There is an interesting discussion thread here on The Aviation Herald which draws a rather speculative but, given a previous incident "Accident: Egyptair B772 at Cairo on Jul 29th 2011, cockpit fire" has some plausible points to consider.
http://www.avherald.com/h?article=44078aa7&opt=0Egypt Airs Boeing 777 was production number 71
Malaysian Airlines Boeing 777 was production number 404
Malaysian Airlines 777 was apparently NOT part of the batch of 282 Boeing 777s with the fault as identified as the cause of the Egypt Air cockpit fire.
The erratic flight path over Malaysian and Indonesian airspace and the POSSIBLE discovery of MH370 in the Indian Ocean?
To get there it would have had to turned left from its last known verifiable position, 02:15 last contact with military radar, which would also put it on a heading to the nearest airport in Northern Indonesia (was that the intention?) then, "If the wreck is found in southern Indian Ocean, draw a straight line from that point back to when the flight is known to have made its last turn and that's the point where something happened to incapacitate the crew, leaving the plane to continue on auto-pilot until fuel exhaustion."

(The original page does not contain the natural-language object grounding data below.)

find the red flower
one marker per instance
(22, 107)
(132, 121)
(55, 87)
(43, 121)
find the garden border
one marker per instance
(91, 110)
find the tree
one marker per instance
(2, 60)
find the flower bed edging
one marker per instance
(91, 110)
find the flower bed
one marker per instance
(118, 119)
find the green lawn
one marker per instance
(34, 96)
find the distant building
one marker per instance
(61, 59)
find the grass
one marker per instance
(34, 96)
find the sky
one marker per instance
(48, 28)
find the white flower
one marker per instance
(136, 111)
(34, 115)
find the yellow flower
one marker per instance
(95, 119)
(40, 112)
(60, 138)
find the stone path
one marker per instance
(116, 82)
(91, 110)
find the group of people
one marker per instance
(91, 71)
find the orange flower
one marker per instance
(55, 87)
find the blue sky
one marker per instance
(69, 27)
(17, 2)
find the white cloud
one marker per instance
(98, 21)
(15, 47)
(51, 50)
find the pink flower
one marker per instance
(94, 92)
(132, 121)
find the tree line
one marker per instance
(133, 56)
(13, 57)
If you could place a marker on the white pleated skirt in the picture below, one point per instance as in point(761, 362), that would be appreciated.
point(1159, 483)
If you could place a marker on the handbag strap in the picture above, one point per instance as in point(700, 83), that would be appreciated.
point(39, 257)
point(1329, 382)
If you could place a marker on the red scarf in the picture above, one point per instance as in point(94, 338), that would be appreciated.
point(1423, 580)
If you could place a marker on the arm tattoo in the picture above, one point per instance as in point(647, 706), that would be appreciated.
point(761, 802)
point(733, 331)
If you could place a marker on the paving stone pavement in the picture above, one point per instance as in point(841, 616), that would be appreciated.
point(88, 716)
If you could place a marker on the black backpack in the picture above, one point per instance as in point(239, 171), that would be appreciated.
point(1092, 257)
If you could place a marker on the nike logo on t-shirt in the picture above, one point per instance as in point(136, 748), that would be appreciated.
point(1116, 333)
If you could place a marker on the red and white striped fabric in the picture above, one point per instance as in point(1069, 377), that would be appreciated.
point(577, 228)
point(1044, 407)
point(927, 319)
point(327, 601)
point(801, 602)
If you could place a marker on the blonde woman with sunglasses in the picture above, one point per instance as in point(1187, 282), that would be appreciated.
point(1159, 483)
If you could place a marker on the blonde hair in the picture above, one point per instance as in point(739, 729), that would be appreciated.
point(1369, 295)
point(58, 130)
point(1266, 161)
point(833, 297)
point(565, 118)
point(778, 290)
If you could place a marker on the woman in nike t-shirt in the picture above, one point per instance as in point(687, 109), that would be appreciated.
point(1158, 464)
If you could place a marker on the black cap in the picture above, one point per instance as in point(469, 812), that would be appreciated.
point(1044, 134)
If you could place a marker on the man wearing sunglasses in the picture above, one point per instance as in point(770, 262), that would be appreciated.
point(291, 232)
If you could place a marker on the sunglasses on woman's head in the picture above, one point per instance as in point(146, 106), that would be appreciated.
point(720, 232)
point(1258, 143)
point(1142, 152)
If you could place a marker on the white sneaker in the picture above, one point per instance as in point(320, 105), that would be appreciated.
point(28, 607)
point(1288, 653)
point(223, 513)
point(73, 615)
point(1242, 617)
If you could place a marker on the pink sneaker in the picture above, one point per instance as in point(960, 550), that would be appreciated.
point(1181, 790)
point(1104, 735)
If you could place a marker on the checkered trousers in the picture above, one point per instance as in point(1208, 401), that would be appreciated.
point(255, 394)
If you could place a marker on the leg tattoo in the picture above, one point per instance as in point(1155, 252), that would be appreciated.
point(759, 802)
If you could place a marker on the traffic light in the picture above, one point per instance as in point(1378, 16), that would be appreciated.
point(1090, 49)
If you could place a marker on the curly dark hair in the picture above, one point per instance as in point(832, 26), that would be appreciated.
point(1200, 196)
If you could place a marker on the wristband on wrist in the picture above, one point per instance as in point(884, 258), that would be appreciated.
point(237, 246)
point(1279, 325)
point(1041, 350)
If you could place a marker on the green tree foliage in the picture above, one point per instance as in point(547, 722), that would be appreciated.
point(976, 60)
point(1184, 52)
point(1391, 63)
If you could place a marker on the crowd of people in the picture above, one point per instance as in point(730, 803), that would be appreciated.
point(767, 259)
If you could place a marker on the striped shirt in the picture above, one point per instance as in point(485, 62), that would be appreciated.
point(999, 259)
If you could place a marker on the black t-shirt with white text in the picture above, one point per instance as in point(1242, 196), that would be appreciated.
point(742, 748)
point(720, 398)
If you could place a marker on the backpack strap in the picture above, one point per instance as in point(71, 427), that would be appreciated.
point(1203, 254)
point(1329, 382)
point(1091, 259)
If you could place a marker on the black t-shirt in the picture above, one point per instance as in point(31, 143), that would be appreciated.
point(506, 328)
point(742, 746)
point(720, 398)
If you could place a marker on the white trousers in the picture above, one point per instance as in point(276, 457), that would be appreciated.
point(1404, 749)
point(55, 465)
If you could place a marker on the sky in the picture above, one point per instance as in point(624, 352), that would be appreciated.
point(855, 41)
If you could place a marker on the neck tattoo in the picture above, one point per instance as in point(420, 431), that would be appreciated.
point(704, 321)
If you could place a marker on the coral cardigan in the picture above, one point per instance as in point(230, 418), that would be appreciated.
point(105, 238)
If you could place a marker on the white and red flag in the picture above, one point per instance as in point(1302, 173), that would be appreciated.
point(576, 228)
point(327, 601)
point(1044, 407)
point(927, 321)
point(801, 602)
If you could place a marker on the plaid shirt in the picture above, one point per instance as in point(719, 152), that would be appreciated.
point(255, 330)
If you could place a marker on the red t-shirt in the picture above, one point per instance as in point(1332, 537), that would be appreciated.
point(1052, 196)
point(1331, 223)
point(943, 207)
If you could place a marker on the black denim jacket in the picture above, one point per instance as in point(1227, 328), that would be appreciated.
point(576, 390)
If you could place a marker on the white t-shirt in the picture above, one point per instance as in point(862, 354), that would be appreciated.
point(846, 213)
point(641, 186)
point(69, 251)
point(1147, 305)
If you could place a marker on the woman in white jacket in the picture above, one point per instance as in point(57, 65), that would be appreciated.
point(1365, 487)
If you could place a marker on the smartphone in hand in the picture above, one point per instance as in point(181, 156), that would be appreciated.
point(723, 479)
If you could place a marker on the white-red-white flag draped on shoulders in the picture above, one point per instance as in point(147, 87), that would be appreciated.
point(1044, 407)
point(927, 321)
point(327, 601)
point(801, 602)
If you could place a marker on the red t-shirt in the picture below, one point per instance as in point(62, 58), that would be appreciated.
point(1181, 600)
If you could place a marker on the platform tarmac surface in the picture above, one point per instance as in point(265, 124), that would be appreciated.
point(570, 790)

Finally, if you subtract the distance spent meandering around in Malaysian and Indonesian airspace from the possible straight line fuel consumption range from Kuala Lumpur then the areas of POSSIBLE debris and pings are in the right range for fuel exhaustion. As commented in the thread earlier, if the on-board computer receives no further instructions after being instructed to head to the nearest alternative then it continues to fly that course until told to do otherwise or, fuel the runs out.
"To change course to an emergency airport all a 777 pilot has to do is go to the ALTN page of the FMC and select and execute DIVERT NOW. The aircraft will then turn and fly to the emergency airport, although it won't start a descent until a lower altitude is selected in the MCP."